In total, 98 neonatal infants with arrhythmia were enrolled. Fourteen genes and a copy number change were identified and classified as pathogenic/likely pathogenic in 22 patients (22.4%), including 4 genes related to syndrome, 4 related to conduction, 2 related to metabolism, 2 related to structure, 2 related to respiration and immunity, respectively, and trisomy 21. Altogether, 6 genes (6/14, 42.9%) caused original heart structure or conduction abnormalities, leading to arrhythmia. Infants with ventricular tachycardia or fibrillation, atrioventricular block and long-QT syndrome all had positive gene results. The gene positive rate among arrhythmic infants with congenital heart disease or severe heart failure was higher than that of infants without congenital heart disease or severe heart failure.
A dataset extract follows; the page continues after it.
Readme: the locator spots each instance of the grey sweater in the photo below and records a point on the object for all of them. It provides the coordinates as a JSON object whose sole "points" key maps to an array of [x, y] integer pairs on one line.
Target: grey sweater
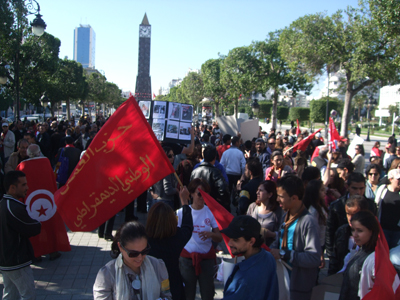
{"points": [[305, 257]]}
The genetic disorders associated with neonatal arrhythmia could be syndrome-, conduction-, metabolism-, and structure-related. Infants with non-benign arrhythmia, especially ventricular tachycardia or fibrillation, long-QT syndrome, or high-grade atrioventricular block, have a higher rate of genetic abnormalities and should undergo genetic sequencing. Neonates with hereditary arrhythmias may have a higher risk of congenital heart disease or heart failure.
新生儿心律失常是一种常见的并发症,可能危及生命或较为严重,但在大多数情况下其遗传病因尚不清楚。本研究旨在调查中国一家新生儿重症监护病房(NICU)中新生儿心律失常的遗传病因。
选取2016年1月1日至2019年12月31日期间在复旦大学附属儿科医院被诊断为心律失常的新生儿。对每个婴儿进行新生儿基因检测。
共纳入98例患有心律失常的新生儿。鉴定出14个基因和一个拷贝数变化,其中22例患者(22.4%)被分类为致病/可能致病,包括4个与综合征相关的基因、4个与传导相关的基因、2个与代谢相关的基因、2个与结构相关的基因、2个与呼吸和免疫相关的基因,以及21三体。共有6个基因(6/14,42.9%)导致原始心脏结构或传导异常,进而引发心律失常。患有室性心动过速或颤动、房室传导阻滞和长QT综合征的婴儿基因检测结果均为阳性。患有先天性心脏病或严重心力衰竭的心律失常婴儿的基因阳性率高于无先天性心脏病或严重心力衰竭的婴儿。
与新生儿心律失常相关的遗传疾病可能与综合征、传导、代谢和结构有关。患有非良性心律失常的婴儿,尤其是室性心动过速或颤动、长QT综合征或高度房室传导阻滞的婴儿,遗传异常率较高,应进行基因测序。患有遗传性心律失常的新生儿患先天性心脏病或心力衰竭的风险可能更高。